Value-focused CTAs: Emphasise what they get, not what they do. "Get the ROI calculator" beats "Download now". "See pricing" beats "Contact sales". "Watch the 2-minute demo" beats "View demo" (2-minute tells them time investment is low).
For cybersecurity training: "Get the breach cost calculator" (tells them what they receive) beats "Download calculator" (generic). "See 30-second setup demo" (emphasises speed) beats "Watch demo" (generic).
Urgency CTAs: Add time pressure when appropriate. "Book demo this week" versus "Book demo". "Limited spots remaining" versus "Register now". "Get the report today" versus "Get the report". Urgency works for hot traffic and urgent segments (breach-reactive). Urgency backfires for cold traffic (feels pushy).
Test 3-4 CTA variations per campaign. Track click-through from ad to landing page (not just ad clicks, but completed actions). A CTA that drives ad clicks but doesn't convert on the landing page is mismatched.
Where the CTA appears and how it's designed affects conversion.
Button versus text link: Buttons typically outperform text links because they're visually distinct. Test button colour (contrasting with background), button size (large enough to be obvious, not so large it feels aggressive), button copy (action verb + value).
For LinkedIn ads: button CTA at bottom of ad copy. For Google search: button in ad extensions plus text link in description. For display ads: button overlaid on image (because display ads have less copy).
Above-the-fold placement: For short ad copy (LinkedIn, display), CTA must be visible immediately. For longer ad copy (landing pages, email), CTA placement depends on awareness stage. Hot traffic wants CTA up front.
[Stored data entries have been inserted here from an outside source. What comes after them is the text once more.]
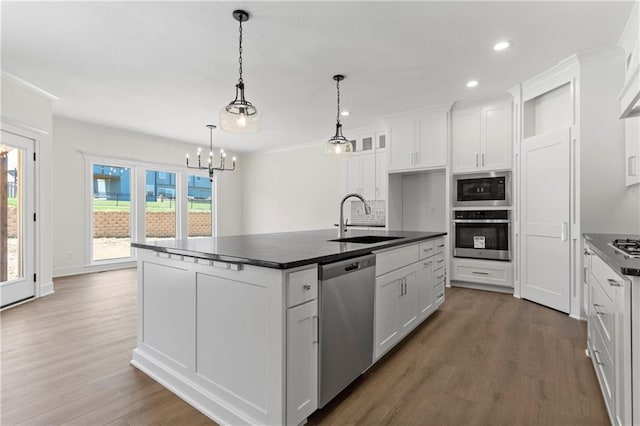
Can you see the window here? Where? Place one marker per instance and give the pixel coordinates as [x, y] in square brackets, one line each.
[199, 197]
[160, 205]
[111, 237]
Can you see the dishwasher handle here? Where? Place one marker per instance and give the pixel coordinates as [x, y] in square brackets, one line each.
[348, 266]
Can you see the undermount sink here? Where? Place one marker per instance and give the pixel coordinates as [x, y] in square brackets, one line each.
[366, 239]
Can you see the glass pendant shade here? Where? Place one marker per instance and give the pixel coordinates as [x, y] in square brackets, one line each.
[338, 145]
[240, 118]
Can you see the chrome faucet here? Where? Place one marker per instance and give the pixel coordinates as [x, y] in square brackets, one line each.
[342, 226]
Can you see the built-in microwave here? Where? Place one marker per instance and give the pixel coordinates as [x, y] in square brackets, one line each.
[482, 189]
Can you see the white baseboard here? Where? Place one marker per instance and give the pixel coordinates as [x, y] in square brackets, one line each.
[485, 287]
[46, 289]
[77, 270]
[194, 395]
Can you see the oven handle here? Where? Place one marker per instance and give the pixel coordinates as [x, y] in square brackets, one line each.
[481, 221]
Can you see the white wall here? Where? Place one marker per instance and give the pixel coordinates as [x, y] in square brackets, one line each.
[424, 201]
[26, 110]
[71, 140]
[608, 206]
[292, 190]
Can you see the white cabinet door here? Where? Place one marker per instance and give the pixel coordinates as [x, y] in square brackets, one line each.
[632, 150]
[382, 177]
[495, 149]
[400, 144]
[425, 287]
[302, 362]
[545, 242]
[430, 141]
[466, 140]
[368, 167]
[408, 309]
[354, 174]
[389, 290]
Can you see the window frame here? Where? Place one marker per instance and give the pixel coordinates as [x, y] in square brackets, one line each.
[137, 221]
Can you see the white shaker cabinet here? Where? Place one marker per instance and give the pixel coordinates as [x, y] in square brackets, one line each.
[610, 338]
[418, 140]
[409, 288]
[302, 362]
[632, 150]
[482, 138]
[361, 175]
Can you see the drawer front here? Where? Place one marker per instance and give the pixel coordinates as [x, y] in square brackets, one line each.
[438, 294]
[427, 249]
[302, 286]
[438, 275]
[390, 260]
[604, 367]
[438, 261]
[607, 278]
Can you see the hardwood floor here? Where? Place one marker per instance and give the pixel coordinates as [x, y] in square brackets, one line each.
[482, 359]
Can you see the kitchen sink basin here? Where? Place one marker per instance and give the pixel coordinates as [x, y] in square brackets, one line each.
[366, 239]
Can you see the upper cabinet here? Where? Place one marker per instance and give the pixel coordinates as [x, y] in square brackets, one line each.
[630, 42]
[482, 138]
[418, 140]
[367, 166]
[632, 150]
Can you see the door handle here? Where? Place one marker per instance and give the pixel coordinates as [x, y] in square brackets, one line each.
[563, 234]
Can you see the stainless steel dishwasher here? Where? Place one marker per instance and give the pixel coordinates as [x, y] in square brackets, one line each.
[346, 323]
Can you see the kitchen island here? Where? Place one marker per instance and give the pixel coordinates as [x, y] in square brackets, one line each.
[230, 324]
Cold traffic needs education first, CTA at bottom after you've built the case.
Multiple CTAs in long-form: If your ad or landing page has long copy (more than 150 words), include multiple CTAs. One after the hook (for people ready immediately), one mid-copy (for people convinced by proof), one at end (for people who read everything). Don't make people scroll back up to find the CTA.
Mobile considerations: On mobile, CTAs must be thumb-sized (minimum 48px tap target). Button placement matters more (top of screen easier to tap than bottom). Text must be readable (minimum 16px font). Test specifically on mobile because 60%+ of traffic is mobile.
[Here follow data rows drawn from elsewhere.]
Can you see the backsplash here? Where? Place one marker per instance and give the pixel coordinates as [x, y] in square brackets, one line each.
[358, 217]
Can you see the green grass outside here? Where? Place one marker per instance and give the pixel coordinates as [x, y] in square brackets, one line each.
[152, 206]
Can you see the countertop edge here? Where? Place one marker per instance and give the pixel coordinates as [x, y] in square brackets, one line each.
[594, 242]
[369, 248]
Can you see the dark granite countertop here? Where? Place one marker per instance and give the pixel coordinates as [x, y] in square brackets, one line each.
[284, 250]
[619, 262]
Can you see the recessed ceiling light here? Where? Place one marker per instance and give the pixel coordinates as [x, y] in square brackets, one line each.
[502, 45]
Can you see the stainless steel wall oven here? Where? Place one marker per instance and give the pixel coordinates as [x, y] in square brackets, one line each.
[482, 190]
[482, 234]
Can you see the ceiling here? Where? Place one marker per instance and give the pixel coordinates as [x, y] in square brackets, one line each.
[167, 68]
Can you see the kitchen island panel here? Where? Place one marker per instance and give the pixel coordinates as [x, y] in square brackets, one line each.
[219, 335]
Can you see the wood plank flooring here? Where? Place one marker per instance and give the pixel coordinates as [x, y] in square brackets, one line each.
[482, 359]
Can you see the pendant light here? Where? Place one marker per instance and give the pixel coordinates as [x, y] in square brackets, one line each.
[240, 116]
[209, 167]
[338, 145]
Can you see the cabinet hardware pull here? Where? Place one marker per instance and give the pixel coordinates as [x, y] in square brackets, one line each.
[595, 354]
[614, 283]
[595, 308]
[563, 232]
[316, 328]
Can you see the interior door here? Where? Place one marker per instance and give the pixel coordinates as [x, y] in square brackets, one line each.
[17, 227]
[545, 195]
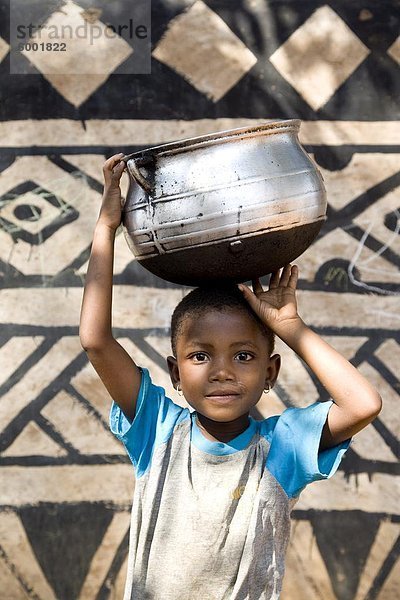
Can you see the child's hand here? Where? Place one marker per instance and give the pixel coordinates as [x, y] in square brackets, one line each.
[277, 307]
[110, 212]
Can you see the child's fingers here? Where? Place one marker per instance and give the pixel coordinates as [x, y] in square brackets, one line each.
[257, 287]
[274, 280]
[285, 276]
[110, 164]
[248, 294]
[294, 275]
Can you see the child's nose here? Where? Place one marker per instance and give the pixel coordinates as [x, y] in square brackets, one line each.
[221, 370]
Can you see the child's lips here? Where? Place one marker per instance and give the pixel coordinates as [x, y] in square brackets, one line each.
[223, 396]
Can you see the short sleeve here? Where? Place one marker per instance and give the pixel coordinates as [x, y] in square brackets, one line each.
[155, 419]
[293, 457]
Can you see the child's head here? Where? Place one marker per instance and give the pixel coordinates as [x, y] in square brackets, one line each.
[222, 352]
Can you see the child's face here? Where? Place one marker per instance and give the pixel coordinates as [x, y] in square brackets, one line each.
[223, 364]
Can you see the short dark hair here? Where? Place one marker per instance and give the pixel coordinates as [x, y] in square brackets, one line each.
[221, 297]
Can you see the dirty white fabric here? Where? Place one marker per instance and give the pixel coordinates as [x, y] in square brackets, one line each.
[211, 521]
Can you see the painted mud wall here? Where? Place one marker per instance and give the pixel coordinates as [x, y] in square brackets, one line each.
[66, 484]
Beyond awareness stage, different segments respond to different CTA intensity levels.
Segments that prefer soft CTAs: Risk-averse buyers (want to evaluate without committing), committee buyers (need to build internal case before talking to sales), price-sensitive buyers (want to confirm affordability before demo). For these segments, "Get pricing guide" outperforms "Talk to sales" even if they're solution-aware.
For proactive segment in cybersecurity training: they're building a business case. "Download ROI template" or "Get the security metrics guide" works better than "Book demo" because they need ammunition for internal approval. They'll book the demo eventually, but not yet.
Segments that prefer hard CTAs: Urgency-driven buyers (need it now), executive buyers (don't want to mess around), implementation-focused buyers (want to see if it works). For these segments, soft CTAs feel like delays.
For breach-reactive segment in cybersecurity training: they just had a breach and need training immediately. "Book demo today" or "Start trial now" works better than "Download guide". They don't want education, they want to evaluate and buy fast.
For compliance-driven segment: they need annual training done. "See setup demo" or "Get started" works better than "Learn about compliance training". They already know they need it, they just want to confirm yours is fast and easy.
Test both CTA types for each segment even if you think you know which will work. Data beats assumptions. Track not just clicks but completed conversions. A hard CTA that gets fewer clicks but higher conversion might be better than a soft CTA with more clicks but lower conversion.